On June 10, 2026, Visa announced a payment partnership with OpenAI at the Visa Payments Forum in San Francisco. The short version: ChatGPT can now make purchases on your behalf, using your Visa card, at virtually any retailer that accepts Visa globally.

This isn’t a concept. Hundreds of transactions already went through during Visa’s pilot program, which started after their April 2025 product event. The partnership is live.

What it actually does

Before this, AI assistants could find you a good laptop. Now they can buy it. That’s the shift.

You tell ChatGPT what you want. “Order groceries for my weekly meals.” “Pay my electricity bill.” “Find wireless headphones under $150.” The AI searches retailers, compares prices and reviews, picks the best option, and completes the purchase through Visa’s payment network. The whole process takes roughly 3 to 5 seconds.

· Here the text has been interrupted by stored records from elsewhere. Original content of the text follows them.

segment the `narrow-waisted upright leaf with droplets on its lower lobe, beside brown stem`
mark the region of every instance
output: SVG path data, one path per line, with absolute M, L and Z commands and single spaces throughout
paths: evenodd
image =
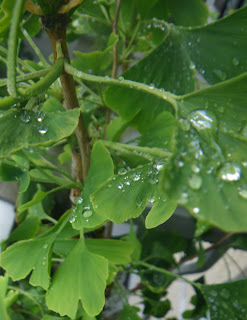
M 114 174 L 111 155 L 101 141 L 97 141 L 92 149 L 90 169 L 84 189 L 74 209 L 71 222 L 73 228 L 93 228 L 102 224 L 106 217 L 102 217 L 92 206 L 89 196 Z

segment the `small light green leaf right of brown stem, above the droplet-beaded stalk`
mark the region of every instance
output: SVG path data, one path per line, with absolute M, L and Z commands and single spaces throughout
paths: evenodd
M 91 69 L 96 74 L 105 70 L 111 64 L 112 48 L 117 42 L 118 36 L 112 33 L 108 40 L 107 48 L 104 51 L 93 51 L 90 53 L 74 51 L 77 58 L 72 61 L 73 67 L 85 72 Z

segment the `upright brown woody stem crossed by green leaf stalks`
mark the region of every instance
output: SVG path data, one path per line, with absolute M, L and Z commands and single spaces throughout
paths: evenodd
M 61 49 L 64 57 L 70 62 L 70 55 L 66 41 L 66 30 L 70 19 L 65 14 L 56 14 L 53 16 L 43 16 L 41 17 L 42 27 L 46 30 L 54 55 L 54 59 L 57 58 L 57 43 L 61 44 Z M 73 77 L 64 72 L 60 76 L 63 95 L 65 100 L 65 106 L 67 109 L 74 109 L 79 107 L 79 102 L 76 95 L 75 83 Z M 90 141 L 87 132 L 87 128 L 84 124 L 82 116 L 79 118 L 78 126 L 75 130 L 75 134 L 78 140 L 79 153 L 81 157 L 80 162 L 77 163 L 79 168 L 73 170 L 76 172 L 77 176 L 73 177 L 75 179 L 81 180 L 83 183 L 86 180 L 89 165 L 90 165 Z

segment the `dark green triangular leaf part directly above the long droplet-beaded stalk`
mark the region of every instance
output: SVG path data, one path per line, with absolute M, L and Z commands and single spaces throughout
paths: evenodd
M 127 70 L 123 77 L 147 85 L 153 84 L 156 88 L 163 88 L 175 94 L 191 92 L 194 90 L 194 70 L 190 56 L 177 30 L 170 28 L 166 33 L 165 40 Z M 115 90 L 120 95 L 124 89 Z M 105 97 L 108 98 L 112 91 L 113 89 L 108 89 Z

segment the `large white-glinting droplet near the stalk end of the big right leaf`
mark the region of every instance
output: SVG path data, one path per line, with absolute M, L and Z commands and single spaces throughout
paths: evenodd
M 192 126 L 200 133 L 206 141 L 212 140 L 212 135 L 217 130 L 216 116 L 208 110 L 196 110 L 190 114 Z

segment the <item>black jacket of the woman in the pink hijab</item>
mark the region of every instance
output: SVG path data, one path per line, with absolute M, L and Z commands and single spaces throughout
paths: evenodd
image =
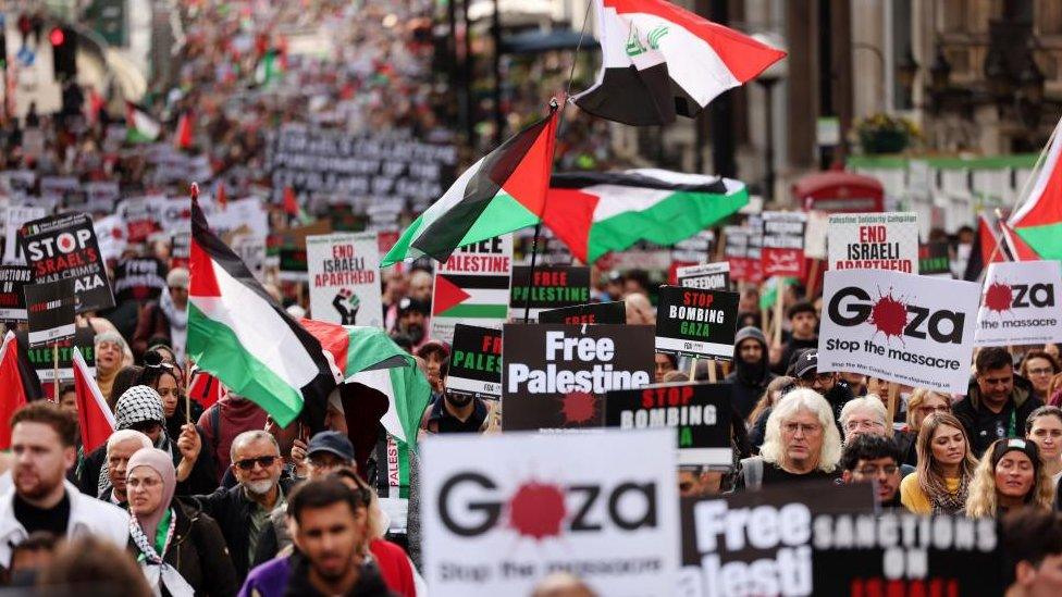
M 176 528 L 163 560 L 177 569 L 196 595 L 232 597 L 239 590 L 225 538 L 214 519 L 193 506 L 173 501 Z M 129 548 L 136 545 L 129 539 Z

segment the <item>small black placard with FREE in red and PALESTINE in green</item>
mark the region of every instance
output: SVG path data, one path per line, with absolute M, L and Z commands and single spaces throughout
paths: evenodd
M 578 265 L 539 265 L 531 279 L 531 268 L 513 268 L 513 293 L 509 298 L 509 319 L 523 321 L 531 296 L 530 320 L 538 321 L 545 309 L 558 309 L 590 302 L 590 268 Z

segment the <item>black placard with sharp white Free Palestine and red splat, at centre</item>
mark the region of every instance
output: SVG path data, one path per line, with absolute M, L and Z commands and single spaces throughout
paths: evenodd
M 649 385 L 649 325 L 506 324 L 502 334 L 505 431 L 600 427 L 610 389 Z

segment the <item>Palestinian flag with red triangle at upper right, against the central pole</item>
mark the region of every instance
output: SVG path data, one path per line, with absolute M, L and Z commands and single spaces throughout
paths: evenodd
M 538 224 L 553 169 L 556 125 L 553 109 L 472 164 L 406 228 L 381 266 L 425 254 L 445 261 L 458 247 Z

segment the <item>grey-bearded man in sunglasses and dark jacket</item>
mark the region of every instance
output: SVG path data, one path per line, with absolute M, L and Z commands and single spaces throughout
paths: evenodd
M 232 471 L 237 484 L 209 496 L 196 496 L 202 511 L 221 526 L 229 554 L 243 582 L 258 549 L 262 532 L 270 525 L 270 512 L 284 503 L 292 481 L 281 478 L 284 459 L 269 432 L 249 431 L 232 444 Z

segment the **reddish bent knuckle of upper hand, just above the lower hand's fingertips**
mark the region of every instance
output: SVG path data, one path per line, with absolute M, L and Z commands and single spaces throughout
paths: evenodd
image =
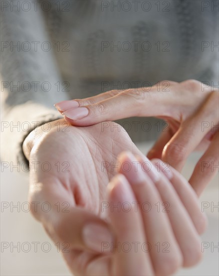
M 186 158 L 186 153 L 185 145 L 178 143 L 171 143 L 164 148 L 164 158 L 168 162 L 180 162 Z

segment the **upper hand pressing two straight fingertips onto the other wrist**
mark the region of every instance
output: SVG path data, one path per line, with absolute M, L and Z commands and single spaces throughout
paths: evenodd
M 198 195 L 217 171 L 219 95 L 201 82 L 162 81 L 151 88 L 112 90 L 55 106 L 64 112 L 68 122 L 80 126 L 131 116 L 156 116 L 166 120 L 168 129 L 165 128 L 147 157 L 161 158 L 181 171 L 192 151 L 205 151 L 189 179 Z

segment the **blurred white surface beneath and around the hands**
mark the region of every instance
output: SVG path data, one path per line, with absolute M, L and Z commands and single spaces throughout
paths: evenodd
M 138 145 L 139 149 L 145 153 L 150 148 L 151 144 Z M 199 154 L 193 154 L 185 168 L 183 175 L 188 179 L 192 172 L 195 161 Z M 18 202 L 20 204 L 27 202 L 28 195 L 28 178 L 24 174 L 11 173 L 10 170 L 5 170 L 2 173 L 1 184 L 1 201 L 13 202 L 14 205 Z M 213 202 L 218 204 L 218 174 L 211 181 L 205 192 L 201 196 L 202 202 Z M 208 217 L 208 229 L 203 234 L 202 240 L 204 242 L 218 243 L 218 209 L 214 208 L 214 212 L 210 208 L 206 209 L 205 213 Z M 57 252 L 57 247 L 53 245 L 48 235 L 45 233 L 40 223 L 34 220 L 30 212 L 20 211 L 14 209 L 13 212 L 8 208 L 1 212 L 1 246 L 3 242 L 20 242 L 21 251 L 18 252 L 16 248 L 1 248 L 1 275 L 70 275 L 70 272 L 65 265 L 60 253 Z M 22 243 L 29 242 L 31 248 L 27 250 L 27 244 L 22 250 Z M 33 242 L 40 242 L 38 250 L 35 252 Z M 44 252 L 41 249 L 43 242 L 51 244 L 51 250 Z M 13 250 L 12 250 L 13 249 Z M 44 250 L 47 250 L 46 244 Z M 13 251 L 13 252 L 11 252 Z M 211 252 L 210 248 L 205 249 L 203 260 L 195 267 L 189 269 L 181 269 L 176 275 L 218 275 L 218 249 L 214 248 Z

It works for one-off purchases, recurring orders, bill payments, subscription renewals, travel bookings, and eventually enterprise procurement. The practical use cases here cover most of what people spend money on.

The security setup

The most common question about something like this is obvious: who controls it?

You do. Before any transaction goes through, you configure spending limits (daily, weekly, per category), allowed merchant types, and whether purchases above a certain amount need your confirmation first. Small purchases can auto-approve. Larger ones ping you first.

Visa doesn’t store your actual card number in ChatGPT’s system. It uses tokenization, which replaces your card details with an encrypted stand-in. If that token gets exposed, it can’t be reversed into your real card number. Real-time fraud monitoring runs on every transaction. Everything is traceable, and transactions can be reversed if something goes wrong.

Seven layers of protection total, from identity verification at setup to post-transaction dispute handling. It’s more rigorous than what most people use for regular online checkout.

The important limits right now

AI agents cannot exceed the spending limits you set. They cannot purchase from merchant categories you’ve blocked. They cannot bypass confirmation on transactions you’ve flagged for review. They don’t have access to your raw card data, and they can’t move money between accounts.

One thing they can’t do yet: negotiate prices. The AI picks the best available price. It doesn’t haggle.

How to actually use it

Start with a low monthly limit, around $50 to $100, while you test how it handles your preferences. Use it first for routine, predictable purchases where a wrong choice is low stakes: household supplies, recurring subscriptions, bill payments. Check your transaction history weekly until you trust the pattern.

Once you’re comfortable, you can expand the scope. Price comparisons across five retailers happen in seconds. The AI factors in shipping time, review scores, and your previous purchase history. For anyone who spends meaningful time on routine shopping, the time savings are real.

The bigger picture

Visa is working with over 20 AI partners on this, including Anthropic, Microsoft, IBM, Mistral AI, Samsung, and Stripe. OpenAI is one node in a broader strategy, not the whole thing. Pilot programs in Asia and Europe are next.

For merchants, this creates pressure to optimize pricing and shipping speed because AI agents are doing the comparison work humans used to skip. Cart abandonment drops from roughly 70% to under 30% when an AI is doing the buying instead of a distracted person.

For investors, Visa projects AI-driven transactions could add 15 to 25% to their total volume by 2028.

Quick verdict

This is genuinely useful, not just impressive on paper. The security controls are solid. The time savings are real. Set tight limits, start small, and monitor your history. If Visa’s fraud infrastructure holds up at scale (and it has decades of practice), this becomes the obvious way to handle routine spending within a few years.